So, there’s this funny thing that happens when you’ve spent 20 years talking to people on the internet, sharing both your personal and professional journey.

You wake up one morning, 34-years-old, with the realization that a majority of the people who have “met” you over the past 5 years only know you in your professional capacity, while you have your high school friends, your blogger friends, and then your girlfriends who aren’t bloggers but still like reading your writing (you assume).

What follows is a bit of an identity crisis.

I had this little crisis a few years ago when I was meeting a lot of people at conferences and even attempted to “segment” my posts on Facebook for the different audiences I had.

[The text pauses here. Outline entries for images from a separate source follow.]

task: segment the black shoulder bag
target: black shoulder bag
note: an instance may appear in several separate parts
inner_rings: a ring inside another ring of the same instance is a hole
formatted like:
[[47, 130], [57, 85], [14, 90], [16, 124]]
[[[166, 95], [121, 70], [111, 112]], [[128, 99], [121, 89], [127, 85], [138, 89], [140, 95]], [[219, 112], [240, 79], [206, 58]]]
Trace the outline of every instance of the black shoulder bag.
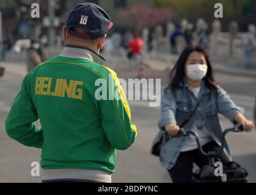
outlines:
[[[183, 122], [181, 123], [180, 127], [183, 128], [184, 126], [187, 124], [187, 122], [190, 120], [191, 117], [194, 115], [196, 112], [196, 110], [199, 104], [200, 101], [198, 101], [197, 104], [196, 105], [195, 108], [194, 108], [193, 112], [190, 114], [190, 115], [186, 118]], [[160, 155], [160, 149], [161, 147], [164, 146], [165, 143], [169, 140], [169, 136], [167, 133], [166, 132], [165, 129], [161, 130], [163, 131], [162, 135], [159, 139], [159, 141], [156, 141], [155, 144], [153, 144], [152, 149], [151, 149], [151, 154], [155, 155], [156, 157], [159, 157]]]

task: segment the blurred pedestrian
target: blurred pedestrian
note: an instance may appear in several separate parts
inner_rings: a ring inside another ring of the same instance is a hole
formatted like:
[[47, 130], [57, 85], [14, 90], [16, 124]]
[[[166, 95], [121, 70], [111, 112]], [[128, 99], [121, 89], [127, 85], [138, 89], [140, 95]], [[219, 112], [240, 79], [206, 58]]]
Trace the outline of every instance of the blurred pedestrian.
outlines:
[[[219, 150], [222, 138], [218, 113], [234, 124], [251, 131], [254, 124], [247, 119], [227, 92], [218, 85], [207, 52], [202, 48], [188, 47], [183, 52], [170, 74], [170, 83], [161, 100], [160, 129], [170, 136], [162, 146], [161, 165], [174, 183], [191, 182], [193, 163], [200, 168], [208, 159], [198, 149], [194, 137], [175, 137], [181, 126], [198, 135], [205, 151]], [[218, 157], [224, 166], [231, 160], [228, 144]]]
[[255, 34], [254, 27], [249, 26], [249, 32], [242, 35], [243, 61], [246, 68], [251, 68], [254, 66], [254, 58], [256, 48]]
[[48, 44], [47, 35], [42, 34], [39, 36], [40, 48], [38, 50], [38, 54], [40, 55], [41, 60], [44, 62], [46, 60], [46, 47]]
[[136, 54], [141, 55], [143, 49], [143, 40], [139, 37], [139, 34], [136, 32], [132, 40], [127, 43], [127, 47], [130, 48], [128, 53], [128, 58], [131, 58]]
[[28, 72], [42, 62], [41, 57], [38, 52], [39, 49], [39, 43], [34, 40], [31, 41], [31, 47], [27, 51], [26, 58], [27, 70]]
[[185, 37], [186, 42], [187, 46], [191, 46], [192, 44], [193, 41], [193, 24], [189, 23], [188, 25], [188, 28], [185, 30], [184, 33], [184, 37]]
[[[118, 76], [102, 65], [100, 54], [112, 26], [100, 6], [76, 5], [63, 28], [62, 53], [22, 82], [6, 131], [25, 146], [42, 148], [43, 182], [111, 182], [116, 149], [136, 139]], [[38, 118], [42, 127], [34, 123]]]
[[183, 36], [180, 28], [177, 28], [170, 36], [170, 51], [172, 54], [177, 54], [177, 38], [179, 36]]

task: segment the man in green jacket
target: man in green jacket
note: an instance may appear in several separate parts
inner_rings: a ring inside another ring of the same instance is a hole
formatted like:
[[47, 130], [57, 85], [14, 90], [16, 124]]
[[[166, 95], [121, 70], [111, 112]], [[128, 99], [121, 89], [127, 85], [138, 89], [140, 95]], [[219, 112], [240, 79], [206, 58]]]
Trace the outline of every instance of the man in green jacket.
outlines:
[[[22, 82], [6, 131], [25, 146], [42, 148], [43, 182], [111, 182], [116, 149], [135, 140], [136, 126], [118, 76], [102, 65], [99, 54], [112, 25], [100, 6], [76, 5], [64, 27], [61, 55], [38, 65]], [[42, 127], [34, 123], [38, 118]]]

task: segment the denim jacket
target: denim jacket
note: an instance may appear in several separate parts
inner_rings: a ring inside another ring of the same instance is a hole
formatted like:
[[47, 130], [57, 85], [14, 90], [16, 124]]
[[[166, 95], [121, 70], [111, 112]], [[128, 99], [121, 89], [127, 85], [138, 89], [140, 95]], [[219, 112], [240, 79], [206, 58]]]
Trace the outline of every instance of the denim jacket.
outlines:
[[[221, 145], [222, 130], [218, 113], [224, 115], [235, 124], [235, 116], [241, 112], [238, 107], [222, 88], [219, 87], [218, 90], [210, 90], [203, 80], [201, 83], [197, 99], [188, 89], [185, 77], [180, 81], [180, 88], [172, 90], [172, 86], [169, 85], [164, 89], [161, 98], [161, 108], [158, 122], [160, 129], [163, 129], [169, 123], [180, 126], [192, 112], [197, 101], [200, 101], [195, 113], [183, 128], [185, 130], [190, 130], [197, 117], [202, 122], [213, 140]], [[163, 132], [159, 132], [155, 141]], [[182, 145], [187, 138], [187, 136], [170, 138], [161, 147], [159, 159], [163, 167], [170, 169], [174, 166]], [[226, 140], [224, 151], [231, 160]]]

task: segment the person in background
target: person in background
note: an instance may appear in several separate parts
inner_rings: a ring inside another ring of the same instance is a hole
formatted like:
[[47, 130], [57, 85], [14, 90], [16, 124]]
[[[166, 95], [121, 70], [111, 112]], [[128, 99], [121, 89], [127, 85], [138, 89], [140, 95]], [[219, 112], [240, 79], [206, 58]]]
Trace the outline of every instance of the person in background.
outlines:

Needless to say, that fell apart pretty quickly.

Then there’s the whole thing where I decided to build a business on my own strengths, without separating the business from who I am, and so my Twitter & Instagram feeds have become a mix of both personal observations and professional insights. Oh, and then I decided to go in house at an agency after being a freelance consultant for a decade, so that’s been a fun transition.

While all of this has been happening over the course of the past few years, I’ve also lost ownership of my own narrative. The most basic truth about human nature is that we all only share parts of our stories to certain audiences. We package up our life to serve the anticipated expectations of the people we encounter. Before the internet, this was limited to our families, our friends, and coworkers that were physically present in our daily lives.

With the growth of our perceived audience, the anticipated expectations of people have grown exponentially.

For me, the consequence of that was being so afraid to share my narrative to my segmented audiences that I just stopped sharing, not only with the world but with myself.

I lost touch with my own healing process—I stopped writing.

I began censoring myself.

I tried to fit the mold of so-called “best practices” not only in my professional journey but my personal life too.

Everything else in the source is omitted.